Brazil in mourning for ‘King of Football’ Pele

A fan pays homage to Pele in front of a replica of the house where he was born and which was built according to the memories of his mother, Celeste Arantes, in Tres Coracoes, state of Minas Gerais, Brazil, on 30 December. Photo by DOUGLAS MAGNO / AFP

Tributes poured in from across Brazil and beyond on 30 December for football legend Pele, as the country held three days of mourning for the player widely regarded as the greatest of all time after his death at age 82.

Emotional Brazilians flocked to the Sao Paulo hospital where “O Rei” (The King) died on 29 December, and to the Vila Belmiro stadium in Santos, the city where he played most of his career—and where his wake will be held on 2 January.

That will be followed on 3 January by a massive funeral procession through the southeastern city—including past the house of Pele’s mother, Celeste, who is still alive at 100—and then a private burial ceremony.

Brazilian President Jair Bolsonaro declared three days of national mourning through 1 January, as condolences flooded in from football superstars, global dignitaries and fans from all walks of life.

In Pele’s hometown, the southeastern city of Tres Coracoes, house painter Marcelo Cazone proudly brandished an autographed picture of himself as a boy with Pele, which he snagged by cutting school to follow his idol around town in the 1980s.

“I treasure it to this day,” he told AFP. “His death is devastating for this whole town, for all of Brazil, for the entire world.”

In Santos, 46-year-old Caroline Fornari was among those who flocked to the stadium where Pele first dazzled the world.

“He’s part of our history. My father was a huge fan, he talked about him from the time I was little.
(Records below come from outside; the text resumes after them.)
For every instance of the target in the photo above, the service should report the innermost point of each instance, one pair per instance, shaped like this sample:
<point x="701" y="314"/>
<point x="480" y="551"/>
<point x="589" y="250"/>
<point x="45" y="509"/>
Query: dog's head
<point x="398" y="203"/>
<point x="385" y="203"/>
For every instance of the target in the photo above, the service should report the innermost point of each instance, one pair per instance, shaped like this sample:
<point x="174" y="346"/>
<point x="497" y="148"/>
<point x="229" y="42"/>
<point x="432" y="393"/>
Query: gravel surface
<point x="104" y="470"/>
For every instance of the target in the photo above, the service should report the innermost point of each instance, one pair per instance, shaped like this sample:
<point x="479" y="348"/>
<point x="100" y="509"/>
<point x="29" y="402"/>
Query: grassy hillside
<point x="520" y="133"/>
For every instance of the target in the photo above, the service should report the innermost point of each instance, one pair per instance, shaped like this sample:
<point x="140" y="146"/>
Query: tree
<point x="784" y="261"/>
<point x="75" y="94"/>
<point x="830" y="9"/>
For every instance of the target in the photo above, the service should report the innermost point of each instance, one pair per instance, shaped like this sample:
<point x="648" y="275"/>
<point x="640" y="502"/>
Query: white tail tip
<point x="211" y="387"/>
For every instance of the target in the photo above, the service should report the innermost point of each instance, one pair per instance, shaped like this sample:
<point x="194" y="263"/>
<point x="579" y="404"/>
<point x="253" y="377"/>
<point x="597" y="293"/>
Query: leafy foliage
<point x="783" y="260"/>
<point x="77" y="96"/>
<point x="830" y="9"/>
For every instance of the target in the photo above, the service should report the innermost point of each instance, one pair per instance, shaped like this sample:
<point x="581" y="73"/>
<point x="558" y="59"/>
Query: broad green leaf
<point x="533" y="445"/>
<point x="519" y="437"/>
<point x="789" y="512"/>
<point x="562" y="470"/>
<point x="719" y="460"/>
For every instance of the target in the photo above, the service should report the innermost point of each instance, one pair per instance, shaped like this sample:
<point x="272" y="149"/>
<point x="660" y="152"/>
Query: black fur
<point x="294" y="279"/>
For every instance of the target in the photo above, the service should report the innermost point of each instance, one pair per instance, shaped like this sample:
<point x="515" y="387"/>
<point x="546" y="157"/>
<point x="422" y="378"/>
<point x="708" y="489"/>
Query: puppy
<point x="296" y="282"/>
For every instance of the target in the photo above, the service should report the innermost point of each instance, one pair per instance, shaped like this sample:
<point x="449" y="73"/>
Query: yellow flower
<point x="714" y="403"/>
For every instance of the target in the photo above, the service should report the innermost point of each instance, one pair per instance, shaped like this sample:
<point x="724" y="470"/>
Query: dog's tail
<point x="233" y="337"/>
Pele is our greatest pride,” she said of the three-time World Cup winner—the only player in history to achieve the feat.

Sao Paulo’s Football Museum reported double its usual attendance, as it displayed rarely seen relics including Pele’s jersey from the 1970 World Cup final.

Visitor Cristina Vidal, a 41-year-old journalist, said of her late hero: “God doesn’t die. He’s just gone back to Olympus.”

The football world also paid emotional tribute to the man who both transformed the sport and transcended it.

Brazil star Neymar, France’s Kylian Mbappe and Argentina’s World Cup-winning captain Lionel Messi were among those who bowed to his legacy, while Manchester City manager Pep Guardiola called him “eternal.”

The football leagues of England, Spain, Italy and France all announced they would honor Pele before upcoming matches.

In a testament to his influence, international figures including US President Joe Biden and former leader Barack Obama, Brazilian music legends Caetano Veloso and Gilberto Gil, International Olympic Committee chief Thomas Bach and FIFA President Gianni Infantino also paid tribute.

Global icon

Born on 23 October 1940, Edson Arantes do Nascimento grew up selling peanuts on the street to help his impoverished family.

He was given the nickname Pele for his mispronunciation of Bile, the name of a goalkeeper at Vasco de Sao Lourenco, where his footballer father once played.

Pele exploded onto the scene at age 15, when he started playing professionally with Santos.

At just 17, he helped Brazil to its first World Cup championship, in 1958.

That was followed by World Cup titles in 1962 and 1970. The latter marked the pinnacle of his career, as he starred on what many consider the greatest team of all time, alongside talents such as Rivellino, Tostao and Jairzinho.

Pele scored a world record 1,281 goals during his more than two decades playing with Santos (1956-74), the Brazilian national team, and the New York Cosmos (1975-77).

But he will mainly be remembered for revolutionizing football, his yellow number 10 Brazil jersey one of the most powerful images of the “beautiful game.”

The first global football star, he played a key role in making the game a sporting and commercial powerhouse—and made millions himself.

‘Eternal king’

Often welcomed like royalty when traveling abroad, he wielded influence far beyond the pitch, with gigs as a movie star, singer and sports minister.

But he faced criticism at times in Brazil for staying silent on social issues and racism, and for what some saw as his arrogant personality.

Unlike Argentine rebel Diego Maradona, one of his rivals for the title of greatest of all time, Pele was seen as close to those in power—including Brazil’s 1964-1985 military regime.

Pele had been in increasingly fragile health in recent years, battling kidney problems and finally colon cancer.

But he remained active on social media, cheering on Brazil during the World Cup in Qatar and consoling the pre-tournament favorites when they were eliminated in the quarter-finals—just three weeks before his death.

The flags of all nations were lowered to half-mast at the headquarters of world football’s governing body FIFA on 30 December, in honor of the game’s “eternal king.”